Look at how the love story parallelly blossoms during this stretch. We see Geetha being with Mohan throughout, from lovingly looking at him when he is explaining the plan to the villagers, to crying helplessly when he is required to go back to the US. She wants to marry him but will not leave the village because running her school is still her priority. That is her purpose. She does not compromise on that. Even at her most vulnerable state, Geetha is unwilling to let go of her ambitions. Both Mohan and Geetha make their difficult decisions and finally reconcile to the fact that they need to let go of each other. If this is not equality and progressiveness, I do not know what is.

By now, Mohan understands why Kaveri Amma does not want to go with him and he is not going to force her either. He leaves and we, the audience are rooting for him to come back. The comfortable life in the US becomes less enticing to a man who has realized that the knowledge of his own soil and the connection to his roots are the ones that ultimately matter. Rahman dutifully reminds us “Yeh woh bandhan hai jo kabhi toot nahin sakta” (this is a bond which can never break). He finally decides to come back, much to the bewilderment of his NRI friend and a boss who says he could have gone places. “I am going places” replies Mohan. The boss says, “All right Mohan, go light your bulb”. Deep down, we know that he is going to come back, eventually. But the film makes you want to see it. He comes back and reunites with Geetha, Kaveri amma and of course, his country.

It is a relief that i am one of those persons who does not mind a long film if it keeps me engaged. The pay-off is rich and when a film is so good, you get an immensely satisfying experience.

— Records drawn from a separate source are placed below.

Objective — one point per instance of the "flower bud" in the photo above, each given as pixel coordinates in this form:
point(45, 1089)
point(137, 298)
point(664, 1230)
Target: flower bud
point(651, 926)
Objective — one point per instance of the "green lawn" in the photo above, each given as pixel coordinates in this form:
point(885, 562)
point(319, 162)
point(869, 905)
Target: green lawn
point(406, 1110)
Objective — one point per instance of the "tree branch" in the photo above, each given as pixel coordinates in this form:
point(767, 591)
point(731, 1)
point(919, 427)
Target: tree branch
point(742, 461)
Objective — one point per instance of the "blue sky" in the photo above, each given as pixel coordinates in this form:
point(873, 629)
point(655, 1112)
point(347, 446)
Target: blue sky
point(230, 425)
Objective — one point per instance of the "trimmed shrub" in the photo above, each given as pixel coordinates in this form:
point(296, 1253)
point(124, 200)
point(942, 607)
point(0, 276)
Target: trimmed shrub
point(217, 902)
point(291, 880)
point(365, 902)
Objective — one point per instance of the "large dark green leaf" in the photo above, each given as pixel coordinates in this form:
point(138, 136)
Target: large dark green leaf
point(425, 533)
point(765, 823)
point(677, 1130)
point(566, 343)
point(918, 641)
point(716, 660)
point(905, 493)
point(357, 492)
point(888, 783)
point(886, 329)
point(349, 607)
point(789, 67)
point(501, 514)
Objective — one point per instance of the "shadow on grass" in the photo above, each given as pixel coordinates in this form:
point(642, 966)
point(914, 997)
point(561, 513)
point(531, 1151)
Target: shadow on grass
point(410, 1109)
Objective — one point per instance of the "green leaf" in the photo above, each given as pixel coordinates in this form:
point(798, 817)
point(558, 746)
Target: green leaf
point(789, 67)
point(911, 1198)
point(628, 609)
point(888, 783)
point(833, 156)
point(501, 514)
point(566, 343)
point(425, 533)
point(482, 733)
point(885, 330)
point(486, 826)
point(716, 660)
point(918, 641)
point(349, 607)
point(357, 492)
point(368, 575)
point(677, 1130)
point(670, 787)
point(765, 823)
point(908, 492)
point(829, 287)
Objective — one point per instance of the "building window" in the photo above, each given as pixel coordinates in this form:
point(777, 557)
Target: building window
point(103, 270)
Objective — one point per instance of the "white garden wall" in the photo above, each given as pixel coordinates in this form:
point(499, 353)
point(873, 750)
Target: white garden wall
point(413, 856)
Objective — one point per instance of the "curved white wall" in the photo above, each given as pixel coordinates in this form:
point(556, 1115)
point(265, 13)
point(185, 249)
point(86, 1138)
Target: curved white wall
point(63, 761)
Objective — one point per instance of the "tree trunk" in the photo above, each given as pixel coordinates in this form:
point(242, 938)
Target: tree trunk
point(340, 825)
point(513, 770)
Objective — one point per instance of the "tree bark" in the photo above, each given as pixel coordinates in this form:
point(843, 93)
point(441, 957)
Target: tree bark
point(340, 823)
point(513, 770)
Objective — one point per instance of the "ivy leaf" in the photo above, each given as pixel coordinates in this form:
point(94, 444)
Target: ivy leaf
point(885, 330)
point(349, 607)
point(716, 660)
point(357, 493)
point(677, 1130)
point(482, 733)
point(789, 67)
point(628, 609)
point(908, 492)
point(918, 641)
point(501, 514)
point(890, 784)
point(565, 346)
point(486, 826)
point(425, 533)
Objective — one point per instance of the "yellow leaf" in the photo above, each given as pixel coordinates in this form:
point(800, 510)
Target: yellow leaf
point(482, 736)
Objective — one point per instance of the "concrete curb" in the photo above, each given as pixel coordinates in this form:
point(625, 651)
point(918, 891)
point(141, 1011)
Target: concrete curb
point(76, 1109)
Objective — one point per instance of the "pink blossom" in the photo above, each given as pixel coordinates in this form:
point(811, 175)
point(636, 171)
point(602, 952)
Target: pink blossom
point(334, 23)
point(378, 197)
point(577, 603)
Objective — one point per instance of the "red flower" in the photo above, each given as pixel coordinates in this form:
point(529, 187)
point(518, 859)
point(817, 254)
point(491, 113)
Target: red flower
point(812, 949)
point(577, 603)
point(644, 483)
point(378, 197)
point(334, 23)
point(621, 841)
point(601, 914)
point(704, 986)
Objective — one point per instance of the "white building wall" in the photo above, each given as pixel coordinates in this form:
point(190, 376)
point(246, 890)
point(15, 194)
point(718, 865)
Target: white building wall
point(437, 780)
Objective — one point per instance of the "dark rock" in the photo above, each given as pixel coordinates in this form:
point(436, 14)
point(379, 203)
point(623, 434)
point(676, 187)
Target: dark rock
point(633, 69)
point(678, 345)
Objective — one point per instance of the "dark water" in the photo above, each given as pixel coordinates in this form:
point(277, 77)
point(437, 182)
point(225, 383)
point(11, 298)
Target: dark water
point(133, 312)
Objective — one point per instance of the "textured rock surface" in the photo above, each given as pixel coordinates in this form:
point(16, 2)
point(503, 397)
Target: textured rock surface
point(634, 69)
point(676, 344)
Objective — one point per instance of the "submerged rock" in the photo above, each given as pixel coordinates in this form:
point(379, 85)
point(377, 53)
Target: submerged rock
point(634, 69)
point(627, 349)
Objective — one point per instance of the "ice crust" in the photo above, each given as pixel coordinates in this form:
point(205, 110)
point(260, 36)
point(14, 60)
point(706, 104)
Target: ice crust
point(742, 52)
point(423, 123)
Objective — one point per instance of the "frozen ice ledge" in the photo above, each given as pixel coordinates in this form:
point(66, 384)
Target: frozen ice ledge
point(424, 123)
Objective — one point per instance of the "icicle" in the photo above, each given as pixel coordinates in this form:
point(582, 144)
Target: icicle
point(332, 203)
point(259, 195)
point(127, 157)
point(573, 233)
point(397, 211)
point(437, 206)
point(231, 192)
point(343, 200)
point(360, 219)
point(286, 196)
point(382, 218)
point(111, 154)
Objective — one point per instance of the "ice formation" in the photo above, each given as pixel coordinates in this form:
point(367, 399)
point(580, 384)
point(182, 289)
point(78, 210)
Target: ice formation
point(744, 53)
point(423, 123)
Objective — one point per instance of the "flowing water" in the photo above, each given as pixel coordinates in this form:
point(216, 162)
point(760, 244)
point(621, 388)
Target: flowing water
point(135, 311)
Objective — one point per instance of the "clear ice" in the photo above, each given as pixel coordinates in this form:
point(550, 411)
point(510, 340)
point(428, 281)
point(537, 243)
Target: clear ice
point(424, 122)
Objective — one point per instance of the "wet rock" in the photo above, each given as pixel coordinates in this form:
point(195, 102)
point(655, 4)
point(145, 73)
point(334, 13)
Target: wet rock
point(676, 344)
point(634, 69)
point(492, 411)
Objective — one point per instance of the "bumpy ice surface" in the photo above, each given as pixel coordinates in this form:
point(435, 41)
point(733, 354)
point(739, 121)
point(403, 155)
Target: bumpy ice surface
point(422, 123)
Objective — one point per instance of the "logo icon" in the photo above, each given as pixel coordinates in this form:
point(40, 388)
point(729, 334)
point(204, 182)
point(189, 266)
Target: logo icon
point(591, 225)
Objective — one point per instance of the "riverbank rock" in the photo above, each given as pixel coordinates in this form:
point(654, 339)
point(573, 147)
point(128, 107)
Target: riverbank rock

A lot of issues that are spoken about in this film – abandonment of senior citizens, illiteracy, child marriage etc. deserve separate films of their own. And sometimes, you get a sense that film is indulging in a Public Service Announcement. Yet, the meticulously detailed character arc of Mohan and the endearingly progressive love story overpower the film’s minor flaws.The film boasts of some supremely good performances from Shahrukh Khan, Gayatri Joshi, the late Kishori Ballal and from its supporting actors.The film builds a world that feels lived-in and real. It gets most things right.The result is a towering achievement of a film in a bygone of era of Bollywood which had, later, started becoming content with glossy production values and storylines ripped off from Hollywood films. Somehow, I never saw such earnestness and rootedness in Hindi films after Swades. Thanks to streaming services such as Netflix, it is possible to watch films like Swades through legitimate means.